The five basic moves for strength training sessions are squat, hinge, push, pull and core work. Tamir recommends working each muscle group two to three times a week; therefore, your workout plan should include at least one exercise designed for each major muscle group:
- Glutes
- Quads
- Hamstrings
- Chest
- Back
- Shoulders
- Arms
- Core
Does this mean I have to perform 8 exercises every single session?
Absolutely not! There are many exercises meant for training several muscle groups at once. Squats, lunges, chest presses and lunges are the most common examples in that sense.
How to do it: Ideally, you should aim for 12-15 reps per set as a beginner. One session should last for 40-60 minutes plus warm-up and cool-down time. Once you feel that you’ve mastered each exercise (in terms of balance and endurance), you can increase the weighs or add an extra set of reps.
If you’re going to have three strength training sessions per week, each session should contain different types of exercises. However, you should repeat the routine every week.
Tamir recommends beginners to follow the same program for four to six weeks before increasing the weights used.
Rest days: 2 times weekly
Why did I add ‘rest days’ as a workout plan?
Because that’s exactly what they are.
Your body needs breaks to recover after each training session; it is the only way your muscles can grow, while your joints can recover from the pressure brought by exercise.

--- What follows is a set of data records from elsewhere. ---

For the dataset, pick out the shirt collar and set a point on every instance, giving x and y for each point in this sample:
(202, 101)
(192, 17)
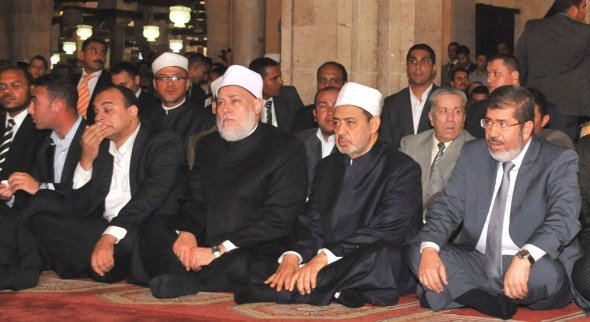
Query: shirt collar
(321, 137)
(18, 118)
(96, 74)
(424, 95)
(69, 136)
(125, 147)
(173, 107)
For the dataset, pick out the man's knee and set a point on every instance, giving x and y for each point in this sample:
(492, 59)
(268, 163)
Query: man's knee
(549, 274)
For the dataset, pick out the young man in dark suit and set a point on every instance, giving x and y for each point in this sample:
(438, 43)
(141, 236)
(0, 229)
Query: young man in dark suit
(406, 112)
(127, 173)
(93, 77)
(281, 103)
(52, 107)
(20, 140)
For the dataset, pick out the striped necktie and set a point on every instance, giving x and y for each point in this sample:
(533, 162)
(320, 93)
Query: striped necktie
(83, 96)
(441, 149)
(496, 224)
(6, 141)
(268, 107)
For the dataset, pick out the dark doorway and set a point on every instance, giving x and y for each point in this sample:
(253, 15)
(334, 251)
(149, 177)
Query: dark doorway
(493, 25)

Note that this does not mean you should spend the day in bed as if you were ill. Recovery days mean spending your day as usual, just without any exercise that makes you break a sweat.
Tamir points out that mental recovery is equally important:
“It’s not just about the physical recovery—it’s also the mental. Doing something that you enjoy that’s active is great for the mind…and it assists in residual fatigue.”
How to do it: While active recovery shouldn’t leave you breathless, it should get you moving. If you already have an active routine, there’s nothing to worry about. If you’re spending 9 hours at the desk, taking time for a 30-60 minute walk can do wonders for the recovery process.
You are free to decide how you manage your rest days.
For example, Tamir says that if you’re working out daily from Monday to Friday, you can take the entire weekend off. Alternatively, you can also do one strength day, one cardio day, one rest day and repeat the cycle.
The only mention I’d like to make is that specialists do not recommend performing strength training two days in a row. Otherwise, it all depends on your lifestyle.